Where did Durham come from?
Assuming that’s not a poorly-worded geographical question, they rose after positively beating Lancashire.
Lancs have foolishly allowed The Great Neil Wagner to slip from their grasp and so frankly deserve everything they get. Keaton Jennings was at the centre of Durham’s successful fourth innings chase of 247. He is having a nice season.
Middlesex beat Somerset
James Fuller’s 93 batting at ten stands out as the defining contribution from this match.
Somerset beat Nottinghamshire
Remember when Nottinghamshire were good? They were 196-0 batting first and lost. How? A Marcus Trescothick double hundred, partly.
Surrey beat Hampshire
Remember when Surrey were rubbish? Everyone made a hundred and then one of those centurions, Gareth Batty, took a bunch of wickets.
A couple of draws
Not even going to mention which sides were involved.
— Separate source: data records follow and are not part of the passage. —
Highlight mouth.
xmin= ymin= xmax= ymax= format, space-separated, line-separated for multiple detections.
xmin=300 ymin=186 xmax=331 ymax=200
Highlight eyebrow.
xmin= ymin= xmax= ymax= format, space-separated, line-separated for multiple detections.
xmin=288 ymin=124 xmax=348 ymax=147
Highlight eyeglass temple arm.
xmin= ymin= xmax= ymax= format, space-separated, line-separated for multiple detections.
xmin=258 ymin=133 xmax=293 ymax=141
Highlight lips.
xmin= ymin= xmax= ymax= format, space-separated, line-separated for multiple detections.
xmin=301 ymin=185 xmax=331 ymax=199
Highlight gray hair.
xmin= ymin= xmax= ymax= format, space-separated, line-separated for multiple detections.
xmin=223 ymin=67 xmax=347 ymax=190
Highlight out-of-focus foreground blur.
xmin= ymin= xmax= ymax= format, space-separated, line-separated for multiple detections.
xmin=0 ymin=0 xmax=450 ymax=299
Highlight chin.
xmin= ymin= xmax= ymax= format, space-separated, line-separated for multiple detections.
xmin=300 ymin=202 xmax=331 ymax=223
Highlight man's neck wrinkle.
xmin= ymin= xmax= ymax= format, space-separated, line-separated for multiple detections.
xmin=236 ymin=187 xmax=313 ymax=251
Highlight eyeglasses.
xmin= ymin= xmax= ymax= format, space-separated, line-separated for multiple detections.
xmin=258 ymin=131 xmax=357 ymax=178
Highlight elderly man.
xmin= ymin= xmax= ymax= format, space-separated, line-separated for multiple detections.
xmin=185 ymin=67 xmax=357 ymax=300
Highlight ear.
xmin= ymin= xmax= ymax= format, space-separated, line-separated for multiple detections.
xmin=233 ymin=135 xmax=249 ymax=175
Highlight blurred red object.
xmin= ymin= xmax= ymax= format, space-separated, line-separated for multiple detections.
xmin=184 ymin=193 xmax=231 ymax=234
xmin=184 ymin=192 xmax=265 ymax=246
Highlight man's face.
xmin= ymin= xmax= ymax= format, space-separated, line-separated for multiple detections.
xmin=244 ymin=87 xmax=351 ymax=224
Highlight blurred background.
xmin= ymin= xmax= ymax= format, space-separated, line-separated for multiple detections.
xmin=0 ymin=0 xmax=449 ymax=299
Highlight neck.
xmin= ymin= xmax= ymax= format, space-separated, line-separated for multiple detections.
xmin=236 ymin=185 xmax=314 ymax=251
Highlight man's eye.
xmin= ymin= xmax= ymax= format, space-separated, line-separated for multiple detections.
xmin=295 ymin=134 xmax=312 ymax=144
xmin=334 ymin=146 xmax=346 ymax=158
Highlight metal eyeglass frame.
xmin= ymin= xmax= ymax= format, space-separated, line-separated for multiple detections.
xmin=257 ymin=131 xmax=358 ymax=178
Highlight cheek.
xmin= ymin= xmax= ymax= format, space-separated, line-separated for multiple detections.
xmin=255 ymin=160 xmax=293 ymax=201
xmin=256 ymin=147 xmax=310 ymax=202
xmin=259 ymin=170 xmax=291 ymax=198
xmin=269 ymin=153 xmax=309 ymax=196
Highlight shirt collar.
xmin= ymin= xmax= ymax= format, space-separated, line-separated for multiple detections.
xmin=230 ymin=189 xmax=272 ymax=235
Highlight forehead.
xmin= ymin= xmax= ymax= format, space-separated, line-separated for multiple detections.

Can’t be bothered typing it out. All we’ll say is that they were good matches for Adams, with Wheater and Lyth both making double hundreds.
We had a first look at James Vince in Test cricket and weren’t much impressed – but we did add the proviso that we don’t ascribe much value to debut performances anyway. We’ve had a few more looks now and we’re still not particularly impressed.
We generally find people’s decisiveness about relatively new players unsavoury and hasty, so let’s just say that we’re politely awaiting an innings that will persuade us of his worth. We hope it arrives. Don’t keep us waiting too long, Jim.
So with our non-judging position established, this is nevertheless the situation as it stands. After five innings – which is very few – Vince is averaging 14 in Test cricket. More worryingly, this fits a trend where he seems to average less in higher standards of cricket.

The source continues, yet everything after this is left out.